Un polar uchronique? Après la déception provoquée par la lecture du prix Hugo 2008 Le Club des policiers yiddish, j'étais réticent à me replonger dans le genre, d'autant plus que les uchronies post-seconde guerre mondiale avec victoire de l'Axe avaient déjà leur maître (du Haut Château). Mais mon goût pour les histoires alternatives a fini par prendre le dessus, et bien m'en prit, car Fatherland s'est révélé un polar haletant aussi bien qu'une uchronie de qualité.
L'hypothèse de départ?

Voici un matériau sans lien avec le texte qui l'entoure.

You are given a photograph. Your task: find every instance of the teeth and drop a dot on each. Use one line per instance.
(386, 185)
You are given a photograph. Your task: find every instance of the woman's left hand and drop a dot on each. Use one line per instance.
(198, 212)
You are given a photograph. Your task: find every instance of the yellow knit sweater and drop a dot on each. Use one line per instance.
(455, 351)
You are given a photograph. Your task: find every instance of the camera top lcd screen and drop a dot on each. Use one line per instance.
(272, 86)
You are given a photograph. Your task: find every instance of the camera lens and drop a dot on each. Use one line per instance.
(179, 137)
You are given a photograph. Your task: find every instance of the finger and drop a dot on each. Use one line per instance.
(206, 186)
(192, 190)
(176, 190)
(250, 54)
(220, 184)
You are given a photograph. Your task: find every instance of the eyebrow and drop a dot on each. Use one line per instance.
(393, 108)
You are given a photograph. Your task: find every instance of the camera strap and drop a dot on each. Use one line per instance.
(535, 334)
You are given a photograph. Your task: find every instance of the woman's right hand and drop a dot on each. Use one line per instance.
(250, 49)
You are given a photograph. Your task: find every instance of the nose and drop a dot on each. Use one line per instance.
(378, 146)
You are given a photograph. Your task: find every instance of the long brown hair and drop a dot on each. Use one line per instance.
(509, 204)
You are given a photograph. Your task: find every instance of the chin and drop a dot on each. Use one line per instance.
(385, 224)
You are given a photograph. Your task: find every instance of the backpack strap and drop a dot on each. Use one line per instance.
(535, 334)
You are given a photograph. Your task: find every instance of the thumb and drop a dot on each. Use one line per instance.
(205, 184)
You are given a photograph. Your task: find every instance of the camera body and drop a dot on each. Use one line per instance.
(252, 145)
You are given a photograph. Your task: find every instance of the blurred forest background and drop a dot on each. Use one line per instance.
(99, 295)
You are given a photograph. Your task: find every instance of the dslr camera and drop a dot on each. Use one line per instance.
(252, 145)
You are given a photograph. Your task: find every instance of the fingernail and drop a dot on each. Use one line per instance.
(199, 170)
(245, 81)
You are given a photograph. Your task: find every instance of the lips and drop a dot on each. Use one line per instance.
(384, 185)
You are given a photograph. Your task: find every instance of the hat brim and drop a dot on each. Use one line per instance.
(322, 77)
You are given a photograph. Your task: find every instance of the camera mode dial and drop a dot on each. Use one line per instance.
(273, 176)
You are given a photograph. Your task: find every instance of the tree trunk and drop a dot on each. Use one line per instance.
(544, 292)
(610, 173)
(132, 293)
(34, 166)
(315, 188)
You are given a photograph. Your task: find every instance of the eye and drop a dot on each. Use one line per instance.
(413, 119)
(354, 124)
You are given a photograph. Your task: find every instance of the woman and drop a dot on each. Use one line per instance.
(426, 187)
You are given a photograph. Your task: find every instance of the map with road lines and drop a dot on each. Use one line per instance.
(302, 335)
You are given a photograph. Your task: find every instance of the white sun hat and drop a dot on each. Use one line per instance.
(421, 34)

Elle diffère légèrement du roman de K.Dick : si les Allemands ont bien assimilé la leçon de Napoléon et attaqué la Russie l'été ce qui leur a permis de vaincre les Slaves et de garder la mainmise sur l'Europe entière, les Américains, contrairement au texte de l'auteur d'Ubik, se sont finalement défait du Japon à grand coup de bombes (atomiques), ce qui a entraîné un état de guerre latent (pour ne pas dire une guerre froide) entre les deux grandes puissances, malgré la politique antisémite du Président Kennedy (papa Joe, et non pas Jack). Mais l'anniversaire du bien-aimé Führer pourrait offrir l'occasion d'un rapprochement entre les deux pays...
C'est dans ce contexte que se déroule l'enquête de March, inspecteur de la KriminalPolizei (ah la poésie des grades de l'armée allemande!), sur une série de meurtres d'anciens S.S. L'occasion de découvrir l'univers enchanteur de ce 3ème Reich des sixties (ou devrais-je dire des sechzigerjahre), entre gigantesques monuments berlinois célébrant la Victoire, petites délations entre amis, Gestapo au top de sa forme, gamins rêvant des Jeunesses Hitlériennes, et autres réjouissances totalitaro-teutonnes qui rendent ce monde plutôt crédible.
L'intrigue, bien que classique dans sa forme, nous offre suffisamment de rebondissements pour nous faire oublier les quelques faiblesses du roman, notamment le « secret » vite éventé, et l'absence frustrante d'informations sur les pays extérieurs au Reich dont la France (ou peut-être bien que ça n'intéresse personne à part moi...)
Au final, un univers réussi et cohérent, comme les aime tout amateur d'uchronies, qui se hâtera de conseiller ce livre afin de convertir ses amis à ce genre si intéressant.